UGA is partnering with Makerere University in Kampala, Uganda, to train Ugandan scientists in new and emerging methods increasingly important in understanding the complex transmission dynamics of HIV and Mycobacterium tuberculosis, the bacterium responsible for tuberculosis.

According to the World Health Organization, TB infections now rival HIV/AIDS as a leading cause of death from infectious diseases. Persons co-infected with TB and HIV are estimated to be 27-32 times more likely to develop active TB disease than persons without HIV.

“Infectious diseases do not respect human political borders,” said Dr. Christopher Whalen, the grant’s principal investigator and the Ernest Corn Professor of Infectious Disease Epidemiology in the UGA College of Public Health. “What is in Africa today could be in the U.S. tomorrow. Remember the concern about Ebola? It is better to contain infectious diseases at their source. To do this, you must build capacity in areas where the disease is most serious.”

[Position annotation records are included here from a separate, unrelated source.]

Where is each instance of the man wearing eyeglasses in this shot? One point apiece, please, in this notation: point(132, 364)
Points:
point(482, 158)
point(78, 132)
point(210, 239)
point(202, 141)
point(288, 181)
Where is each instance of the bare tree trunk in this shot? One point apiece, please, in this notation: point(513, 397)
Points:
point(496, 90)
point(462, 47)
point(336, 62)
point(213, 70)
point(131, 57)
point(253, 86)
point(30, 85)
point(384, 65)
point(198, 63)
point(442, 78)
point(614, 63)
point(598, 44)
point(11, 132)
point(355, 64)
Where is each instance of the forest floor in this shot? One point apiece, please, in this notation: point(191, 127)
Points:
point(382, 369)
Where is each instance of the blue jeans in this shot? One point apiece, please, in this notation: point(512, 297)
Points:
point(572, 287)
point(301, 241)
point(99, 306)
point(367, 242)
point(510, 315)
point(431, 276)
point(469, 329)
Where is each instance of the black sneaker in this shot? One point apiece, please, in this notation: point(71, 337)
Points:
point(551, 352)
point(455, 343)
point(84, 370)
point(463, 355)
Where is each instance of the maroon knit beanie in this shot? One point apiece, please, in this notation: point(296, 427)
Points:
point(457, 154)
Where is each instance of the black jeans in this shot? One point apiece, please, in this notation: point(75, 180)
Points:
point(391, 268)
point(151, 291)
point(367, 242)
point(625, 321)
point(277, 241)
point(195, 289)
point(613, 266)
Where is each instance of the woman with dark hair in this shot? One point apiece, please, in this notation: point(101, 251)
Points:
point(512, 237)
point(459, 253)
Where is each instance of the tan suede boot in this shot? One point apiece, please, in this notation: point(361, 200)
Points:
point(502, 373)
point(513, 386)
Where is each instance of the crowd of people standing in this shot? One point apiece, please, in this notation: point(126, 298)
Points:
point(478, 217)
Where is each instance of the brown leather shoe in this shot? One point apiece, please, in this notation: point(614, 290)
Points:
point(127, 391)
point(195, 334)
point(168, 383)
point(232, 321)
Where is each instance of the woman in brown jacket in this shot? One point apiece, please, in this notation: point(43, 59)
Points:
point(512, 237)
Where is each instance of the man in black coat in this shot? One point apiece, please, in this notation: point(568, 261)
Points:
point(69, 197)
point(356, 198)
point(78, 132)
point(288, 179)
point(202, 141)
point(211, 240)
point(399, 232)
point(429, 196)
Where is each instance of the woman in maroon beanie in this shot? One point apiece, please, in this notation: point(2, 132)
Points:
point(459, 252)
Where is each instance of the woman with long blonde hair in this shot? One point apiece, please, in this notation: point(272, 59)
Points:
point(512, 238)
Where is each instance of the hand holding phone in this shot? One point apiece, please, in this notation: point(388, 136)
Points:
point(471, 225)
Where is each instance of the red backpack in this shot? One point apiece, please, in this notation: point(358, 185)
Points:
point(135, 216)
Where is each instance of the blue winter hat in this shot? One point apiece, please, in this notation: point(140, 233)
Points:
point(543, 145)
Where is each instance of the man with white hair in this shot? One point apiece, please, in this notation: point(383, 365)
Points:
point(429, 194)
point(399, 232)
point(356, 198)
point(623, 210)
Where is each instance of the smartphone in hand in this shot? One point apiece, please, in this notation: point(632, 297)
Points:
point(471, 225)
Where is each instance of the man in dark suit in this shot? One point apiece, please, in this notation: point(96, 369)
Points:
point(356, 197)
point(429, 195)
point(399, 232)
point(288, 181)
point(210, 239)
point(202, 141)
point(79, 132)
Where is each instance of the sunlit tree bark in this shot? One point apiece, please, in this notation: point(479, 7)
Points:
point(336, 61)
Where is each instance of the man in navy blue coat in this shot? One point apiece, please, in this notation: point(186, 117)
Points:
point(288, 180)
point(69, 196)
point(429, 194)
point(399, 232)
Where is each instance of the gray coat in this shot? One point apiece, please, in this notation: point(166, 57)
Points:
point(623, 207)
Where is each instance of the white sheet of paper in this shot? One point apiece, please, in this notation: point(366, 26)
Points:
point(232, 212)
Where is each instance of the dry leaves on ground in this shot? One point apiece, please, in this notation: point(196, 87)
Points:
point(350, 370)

UGA will use the five-year grant to enhance computational and molecular epidemiology training in tuberculosis and HIV in Uganda. To achieve this goal, the program will train two predoctoral students in molecular and computational epidemiology, offer non-degree technical training in computational epidemiology and bioinformatics, and support a variety of additional research and training activities in Uganda.

Training will be integrated into ongoing research projects Whalen is leading to investigate how social interactions that make up daily life in Uganda contribute to TB transmission in the context of a mature HIV epidemic.

Bioinformatics and computational epidemiology are currently not available in Uganda. “Disease transmission is difficult to study because it involves a community,” Whalen said. “Since it is not possible to study everyone in a community, we use the molecular and computational approaches to infer patterns of transmission within the community.”